How Do I Write My First Cookbook? 

Choose your concept carefully, start with a detailed plan and immerse yourself in the cookbook market. Think carefully about the structure and layout. Keep your audience in mind at every stage. Involve other people in your project if you can – whether that’s by bouncing ideas, recipe testing, checking and editing recipes or giving you their honest feedback.  

Can Anyone Write A Cookbook? 

Yes! Nothing is stopping you. You don’t need to be a trained chef or have worked in the food industry, as successful home cooks and cookery writers Jack Monroe, Nigella Lawson, and Nigel Slater have proved. You just need a lot of passion for food and a great concept that resonates with a readership. And in a competitive market, you need to inject something fresh and new. 

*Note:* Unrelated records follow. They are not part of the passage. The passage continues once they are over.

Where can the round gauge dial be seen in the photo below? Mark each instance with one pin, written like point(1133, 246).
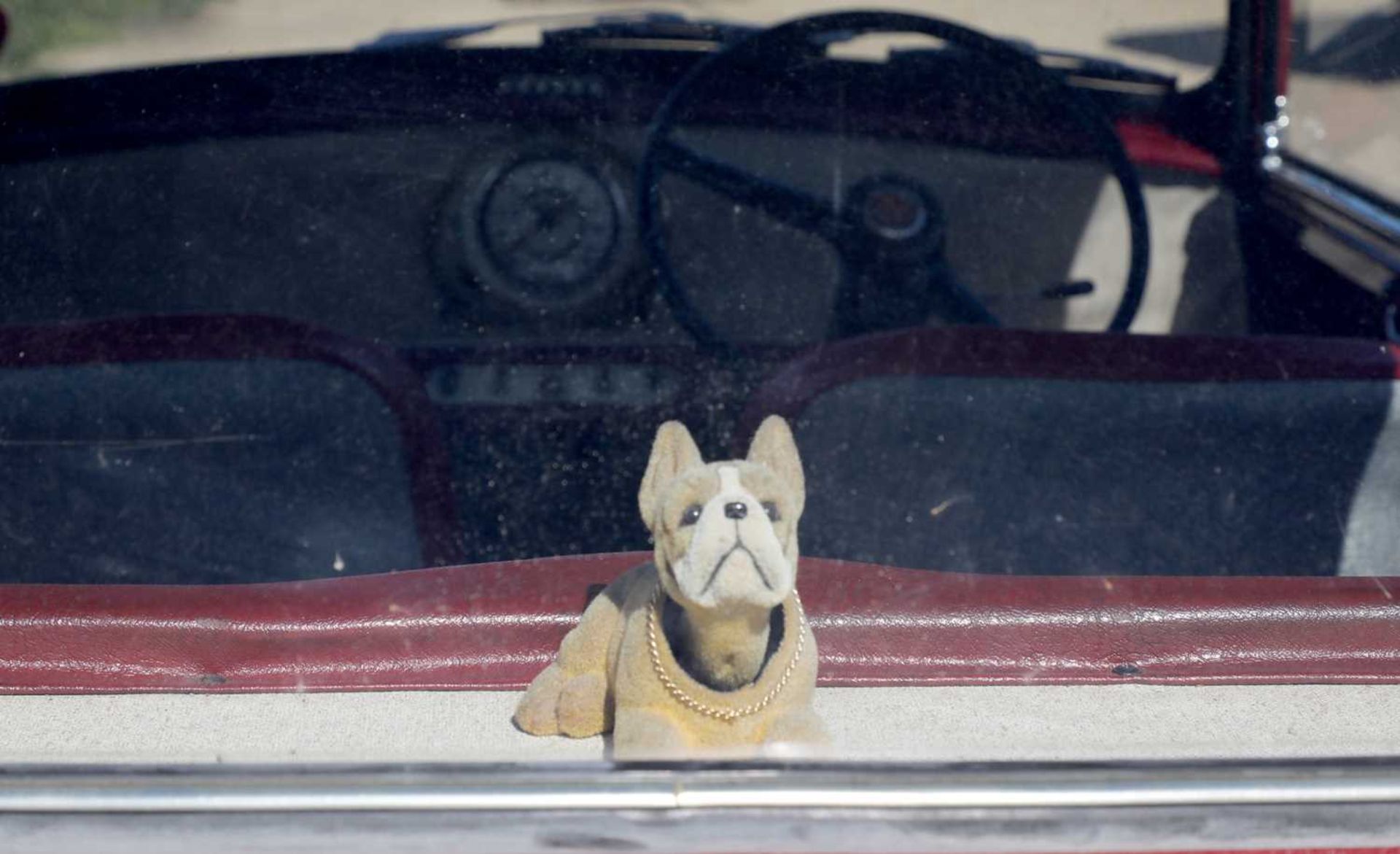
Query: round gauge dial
point(549, 226)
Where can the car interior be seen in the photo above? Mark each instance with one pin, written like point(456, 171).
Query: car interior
point(336, 373)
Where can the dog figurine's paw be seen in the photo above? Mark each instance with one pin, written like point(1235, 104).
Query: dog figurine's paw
point(561, 704)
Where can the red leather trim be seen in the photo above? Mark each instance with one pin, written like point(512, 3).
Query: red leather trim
point(1151, 144)
point(971, 352)
point(494, 626)
point(257, 336)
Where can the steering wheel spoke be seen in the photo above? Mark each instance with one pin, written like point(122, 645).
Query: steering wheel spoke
point(954, 303)
point(785, 203)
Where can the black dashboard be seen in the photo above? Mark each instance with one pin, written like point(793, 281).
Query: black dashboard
point(476, 210)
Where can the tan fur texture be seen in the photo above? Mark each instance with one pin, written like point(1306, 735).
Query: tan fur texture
point(726, 570)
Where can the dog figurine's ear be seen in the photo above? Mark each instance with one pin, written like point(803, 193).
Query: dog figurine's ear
point(672, 453)
point(773, 446)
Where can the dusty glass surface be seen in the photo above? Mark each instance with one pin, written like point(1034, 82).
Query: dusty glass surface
point(333, 352)
point(1345, 91)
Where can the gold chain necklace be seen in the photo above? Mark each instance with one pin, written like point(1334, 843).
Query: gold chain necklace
point(723, 714)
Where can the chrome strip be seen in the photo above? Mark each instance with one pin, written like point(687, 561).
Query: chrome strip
point(196, 791)
point(1364, 213)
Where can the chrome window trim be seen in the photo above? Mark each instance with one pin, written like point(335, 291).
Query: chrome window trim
point(660, 790)
point(1364, 227)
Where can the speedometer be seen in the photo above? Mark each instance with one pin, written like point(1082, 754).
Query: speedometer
point(549, 226)
point(541, 231)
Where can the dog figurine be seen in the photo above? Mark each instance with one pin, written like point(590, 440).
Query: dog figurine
point(706, 650)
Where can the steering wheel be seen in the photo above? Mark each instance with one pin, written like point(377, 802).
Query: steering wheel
point(888, 234)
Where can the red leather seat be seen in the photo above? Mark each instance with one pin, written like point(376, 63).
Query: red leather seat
point(496, 626)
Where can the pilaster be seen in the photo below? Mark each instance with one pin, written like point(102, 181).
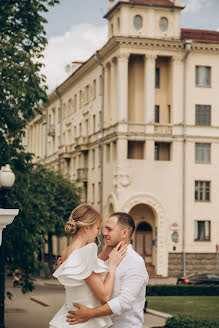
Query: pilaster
point(149, 85)
point(177, 87)
point(123, 87)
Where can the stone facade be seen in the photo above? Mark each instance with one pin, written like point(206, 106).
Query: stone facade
point(195, 263)
point(137, 126)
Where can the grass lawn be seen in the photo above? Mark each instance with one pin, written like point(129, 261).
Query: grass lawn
point(199, 307)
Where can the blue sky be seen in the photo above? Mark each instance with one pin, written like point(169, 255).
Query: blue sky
point(76, 29)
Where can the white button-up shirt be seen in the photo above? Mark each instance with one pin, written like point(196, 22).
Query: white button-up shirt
point(128, 296)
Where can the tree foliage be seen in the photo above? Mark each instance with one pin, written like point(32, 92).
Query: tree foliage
point(22, 87)
point(45, 200)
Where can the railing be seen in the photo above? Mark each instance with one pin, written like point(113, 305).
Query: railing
point(163, 129)
point(136, 128)
point(81, 140)
point(82, 174)
point(51, 130)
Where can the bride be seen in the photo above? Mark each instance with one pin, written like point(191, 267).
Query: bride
point(86, 278)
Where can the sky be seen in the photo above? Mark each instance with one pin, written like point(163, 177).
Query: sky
point(77, 29)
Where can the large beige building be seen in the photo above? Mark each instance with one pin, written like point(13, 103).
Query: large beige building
point(137, 125)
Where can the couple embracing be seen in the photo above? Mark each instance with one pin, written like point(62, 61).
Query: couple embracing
point(102, 291)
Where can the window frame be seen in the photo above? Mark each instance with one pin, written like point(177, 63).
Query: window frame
point(202, 191)
point(197, 78)
point(198, 109)
point(199, 161)
point(157, 77)
point(197, 232)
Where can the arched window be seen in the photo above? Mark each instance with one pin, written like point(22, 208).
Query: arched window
point(144, 226)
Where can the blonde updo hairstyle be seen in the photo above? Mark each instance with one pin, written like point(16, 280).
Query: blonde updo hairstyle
point(83, 215)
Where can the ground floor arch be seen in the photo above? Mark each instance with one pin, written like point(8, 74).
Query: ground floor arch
point(151, 235)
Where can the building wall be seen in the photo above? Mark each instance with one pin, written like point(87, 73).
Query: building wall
point(142, 160)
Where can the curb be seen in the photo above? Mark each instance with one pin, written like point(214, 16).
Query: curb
point(159, 314)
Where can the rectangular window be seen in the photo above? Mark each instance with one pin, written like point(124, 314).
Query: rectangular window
point(80, 129)
point(202, 153)
point(203, 76)
point(157, 114)
point(100, 85)
point(202, 190)
point(94, 88)
point(80, 99)
point(114, 150)
point(99, 191)
point(93, 158)
point(86, 94)
point(202, 230)
point(86, 127)
point(157, 78)
point(94, 123)
point(107, 153)
point(136, 149)
point(203, 115)
point(169, 113)
point(93, 193)
point(69, 106)
point(162, 151)
point(75, 103)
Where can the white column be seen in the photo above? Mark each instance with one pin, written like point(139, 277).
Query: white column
point(177, 90)
point(149, 87)
point(106, 95)
point(123, 87)
point(112, 94)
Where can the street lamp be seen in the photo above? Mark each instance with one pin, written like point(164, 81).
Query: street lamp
point(7, 179)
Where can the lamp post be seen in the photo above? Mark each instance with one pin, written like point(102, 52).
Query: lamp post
point(7, 179)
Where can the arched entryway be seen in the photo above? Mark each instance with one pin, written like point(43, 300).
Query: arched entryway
point(145, 232)
point(143, 241)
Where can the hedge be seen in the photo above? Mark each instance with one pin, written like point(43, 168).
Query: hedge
point(187, 322)
point(182, 290)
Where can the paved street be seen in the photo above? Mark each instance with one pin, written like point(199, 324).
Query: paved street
point(34, 310)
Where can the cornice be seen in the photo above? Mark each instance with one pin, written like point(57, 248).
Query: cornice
point(149, 5)
point(117, 42)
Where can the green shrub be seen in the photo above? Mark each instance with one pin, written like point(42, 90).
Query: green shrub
point(182, 290)
point(187, 322)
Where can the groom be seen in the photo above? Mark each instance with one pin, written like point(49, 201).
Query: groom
point(128, 296)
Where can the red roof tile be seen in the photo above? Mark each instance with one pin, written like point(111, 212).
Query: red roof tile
point(203, 36)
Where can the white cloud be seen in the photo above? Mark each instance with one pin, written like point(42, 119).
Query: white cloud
point(79, 43)
point(194, 5)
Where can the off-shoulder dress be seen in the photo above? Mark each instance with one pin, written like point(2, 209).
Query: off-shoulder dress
point(72, 274)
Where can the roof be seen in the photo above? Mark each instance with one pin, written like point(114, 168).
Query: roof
point(203, 36)
point(156, 2)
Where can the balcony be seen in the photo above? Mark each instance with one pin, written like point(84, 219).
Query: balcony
point(51, 130)
point(82, 175)
point(81, 143)
point(136, 128)
point(63, 152)
point(163, 129)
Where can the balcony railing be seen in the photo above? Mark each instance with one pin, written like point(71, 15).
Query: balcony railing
point(82, 174)
point(163, 129)
point(51, 130)
point(136, 128)
point(81, 143)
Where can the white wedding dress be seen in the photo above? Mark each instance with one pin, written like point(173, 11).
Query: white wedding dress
point(72, 273)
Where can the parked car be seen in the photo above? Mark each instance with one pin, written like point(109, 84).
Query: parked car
point(200, 279)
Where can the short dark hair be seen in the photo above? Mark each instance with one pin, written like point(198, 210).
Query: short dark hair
point(126, 220)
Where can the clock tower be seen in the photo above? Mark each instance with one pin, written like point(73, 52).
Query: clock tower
point(155, 19)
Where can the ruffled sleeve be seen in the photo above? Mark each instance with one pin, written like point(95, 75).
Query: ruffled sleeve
point(79, 265)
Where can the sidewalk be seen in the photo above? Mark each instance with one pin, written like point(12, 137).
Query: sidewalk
point(35, 310)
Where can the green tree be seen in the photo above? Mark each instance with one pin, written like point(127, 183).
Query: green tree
point(22, 87)
point(45, 200)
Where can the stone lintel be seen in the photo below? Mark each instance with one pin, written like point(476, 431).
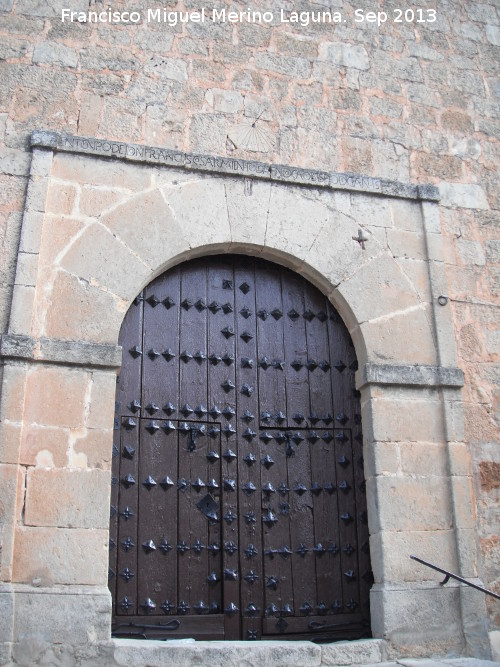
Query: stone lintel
point(68, 352)
point(67, 143)
point(411, 376)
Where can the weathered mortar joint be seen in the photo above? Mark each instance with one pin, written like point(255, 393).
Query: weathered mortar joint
point(47, 350)
point(416, 375)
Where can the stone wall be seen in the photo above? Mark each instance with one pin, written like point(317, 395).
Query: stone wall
point(413, 102)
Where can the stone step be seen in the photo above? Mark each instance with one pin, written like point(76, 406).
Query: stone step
point(190, 653)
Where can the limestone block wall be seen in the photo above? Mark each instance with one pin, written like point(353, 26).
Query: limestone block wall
point(414, 102)
point(95, 232)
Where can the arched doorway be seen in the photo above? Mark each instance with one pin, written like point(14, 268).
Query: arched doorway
point(238, 500)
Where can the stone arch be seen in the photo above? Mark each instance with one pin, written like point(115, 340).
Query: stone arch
point(171, 216)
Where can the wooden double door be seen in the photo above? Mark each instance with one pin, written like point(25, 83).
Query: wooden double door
point(238, 497)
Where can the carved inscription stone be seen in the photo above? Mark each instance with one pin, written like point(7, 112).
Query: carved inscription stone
point(233, 166)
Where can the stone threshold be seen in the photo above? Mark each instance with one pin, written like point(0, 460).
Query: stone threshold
point(190, 653)
point(57, 141)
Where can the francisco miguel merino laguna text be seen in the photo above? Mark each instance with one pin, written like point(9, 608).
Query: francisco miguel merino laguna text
point(216, 16)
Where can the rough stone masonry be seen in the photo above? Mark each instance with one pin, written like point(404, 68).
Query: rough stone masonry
point(413, 100)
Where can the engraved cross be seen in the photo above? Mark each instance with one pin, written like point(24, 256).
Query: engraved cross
point(360, 239)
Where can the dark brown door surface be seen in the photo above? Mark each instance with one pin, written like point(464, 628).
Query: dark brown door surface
point(238, 497)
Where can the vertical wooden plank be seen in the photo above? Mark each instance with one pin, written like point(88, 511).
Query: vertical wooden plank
point(343, 367)
point(222, 400)
point(301, 519)
point(247, 419)
point(295, 348)
point(128, 509)
point(326, 522)
point(320, 418)
point(277, 546)
point(128, 396)
point(193, 525)
point(160, 347)
point(156, 561)
point(272, 390)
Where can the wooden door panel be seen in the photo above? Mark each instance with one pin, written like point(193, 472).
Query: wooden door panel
point(238, 500)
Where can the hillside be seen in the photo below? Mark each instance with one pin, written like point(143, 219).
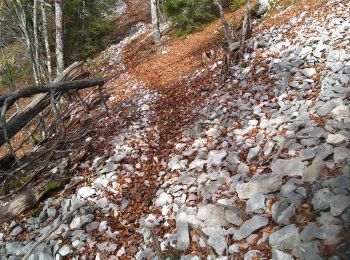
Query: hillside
point(193, 164)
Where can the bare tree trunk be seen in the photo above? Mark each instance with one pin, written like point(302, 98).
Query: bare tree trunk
point(155, 21)
point(246, 29)
point(46, 39)
point(59, 40)
point(227, 28)
point(19, 9)
point(35, 32)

How Do You Structure A Cookbook? 

Most cookbooks include around four or five recipe chapters, but this is very much an individual approach. You can choose how to structure your cookbook best according to your concept and readership.

If you can, try to spread out the recipes evenly through the chapters so you don’t end up with a super short or long chapter. As long as the recipes are clearly signposted and easy to follow, the rest is up to you.  

How Many Recipes Should Be In A Cookbook? 

The standard expectation is that a cookbook should have between 70 and 100 recipes, but larger compendiums have at least 200. Think carefully about how many you want to include. You might want to save some back for cookbook number two! 

Creating A Cookbook 

Hopefully, this guide has given you the inspiration and tools to start writing your own cookbook. Feel free to express your style of cooking, and let your voice shine through. The best cookbooks are as much about the people and stories behind the food as the recipes themselves.